The Secure Programming Council, as the group is called, is releasing its first standards document today, focused on Java and J2EE development. The document is designed to serve as a set of essential skills for Java developers, instructing them in the safest ways to write applications and avoid common errors that lead to security vulnerabilities.
The document, "Essential Skills for Secure Programming Using Java/J2EE," will be available for public comment for 60 days. The council will then incorporate suggestions and release a final version.

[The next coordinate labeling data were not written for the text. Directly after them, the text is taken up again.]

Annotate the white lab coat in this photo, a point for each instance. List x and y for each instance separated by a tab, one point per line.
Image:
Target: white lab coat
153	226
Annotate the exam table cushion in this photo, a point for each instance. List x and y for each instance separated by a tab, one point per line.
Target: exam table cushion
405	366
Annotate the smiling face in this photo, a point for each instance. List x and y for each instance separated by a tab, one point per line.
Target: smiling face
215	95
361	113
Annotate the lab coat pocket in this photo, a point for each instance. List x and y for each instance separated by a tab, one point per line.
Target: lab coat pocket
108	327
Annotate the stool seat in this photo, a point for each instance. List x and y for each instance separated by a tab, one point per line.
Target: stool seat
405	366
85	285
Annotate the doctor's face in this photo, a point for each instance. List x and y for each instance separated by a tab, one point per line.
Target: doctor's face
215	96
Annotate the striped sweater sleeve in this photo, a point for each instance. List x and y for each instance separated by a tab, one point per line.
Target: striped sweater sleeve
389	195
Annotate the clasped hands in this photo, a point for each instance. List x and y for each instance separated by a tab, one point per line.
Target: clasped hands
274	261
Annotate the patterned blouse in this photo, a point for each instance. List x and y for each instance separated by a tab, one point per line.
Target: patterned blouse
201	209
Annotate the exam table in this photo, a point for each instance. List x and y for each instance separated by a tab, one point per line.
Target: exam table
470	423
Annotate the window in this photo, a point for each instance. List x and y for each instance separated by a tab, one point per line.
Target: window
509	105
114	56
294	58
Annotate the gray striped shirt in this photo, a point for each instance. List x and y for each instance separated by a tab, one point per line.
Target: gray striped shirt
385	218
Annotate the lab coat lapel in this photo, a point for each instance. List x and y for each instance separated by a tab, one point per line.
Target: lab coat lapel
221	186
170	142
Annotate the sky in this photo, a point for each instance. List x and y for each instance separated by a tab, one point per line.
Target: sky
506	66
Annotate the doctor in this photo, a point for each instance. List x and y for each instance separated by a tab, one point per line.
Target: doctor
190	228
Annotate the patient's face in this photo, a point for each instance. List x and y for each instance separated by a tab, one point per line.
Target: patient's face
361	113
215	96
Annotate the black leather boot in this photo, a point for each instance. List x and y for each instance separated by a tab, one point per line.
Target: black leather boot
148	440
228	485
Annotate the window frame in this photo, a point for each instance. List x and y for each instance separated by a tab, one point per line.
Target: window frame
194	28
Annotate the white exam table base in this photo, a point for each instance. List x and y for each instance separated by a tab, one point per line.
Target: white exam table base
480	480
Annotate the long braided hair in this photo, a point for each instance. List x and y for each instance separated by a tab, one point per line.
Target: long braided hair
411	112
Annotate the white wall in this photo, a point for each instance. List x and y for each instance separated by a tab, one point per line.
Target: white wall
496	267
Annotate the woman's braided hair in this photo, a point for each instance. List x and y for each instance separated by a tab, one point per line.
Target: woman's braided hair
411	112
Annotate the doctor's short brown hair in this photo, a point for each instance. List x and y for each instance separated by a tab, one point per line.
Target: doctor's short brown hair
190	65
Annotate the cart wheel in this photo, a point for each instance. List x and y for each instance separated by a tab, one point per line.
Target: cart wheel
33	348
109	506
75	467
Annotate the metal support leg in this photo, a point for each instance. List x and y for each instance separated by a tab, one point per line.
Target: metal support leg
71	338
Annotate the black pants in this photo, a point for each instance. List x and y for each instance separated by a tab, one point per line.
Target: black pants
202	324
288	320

The group also will produce standardized exams to test developers' skills against the standards. The tests will be administered in both the U.S. and abroad, beginning in London on Dec. 5, the council said. The group also is working on similar standards for Perl, PHP, .Net, C and C++ programmers.
The new council is just one of a handful of recent efforts to improve the quality and security of code that developers are turning out. The SANS Institute earlier this year started the Software Security Institute, a similar program involving education, skills assessment and testing. And Microsoft Corp., Symantec Corp., and other large software vendors recently began another group called SAFECode, focused on educating developers.
The Secure Programming Council comprises representatives from more than 40 organizations, and the committee that put together the Java documents includes Java security experts from Booz Allen & Hamilton, Ounce Labs, Deloitte and Touche and Kaiser Permanente, among others. Application Security vendors, such as Fortify and Neohapsis also are involved.
The minimum skills that the Java document lays out cover a broad range of topics, including data handling, authentication and session management, access control and encryption services.
During a press conference Tuesday afternoon, SANS Institute Research Director Allan Paller said having well-defined standards like this will give employers a way to measure if the people writing code for them are prepared with the neccesary skills and security know-how.
As for what was announced Tuesday, Paller said, "This is the first standard you need to know if you're going to write secure code for Java. There will be other standards but this is the first because Java is what most applications are written in and applications are what the attackers are targeting most right now."
Senior News Writer Bill Brenner contributed to this report.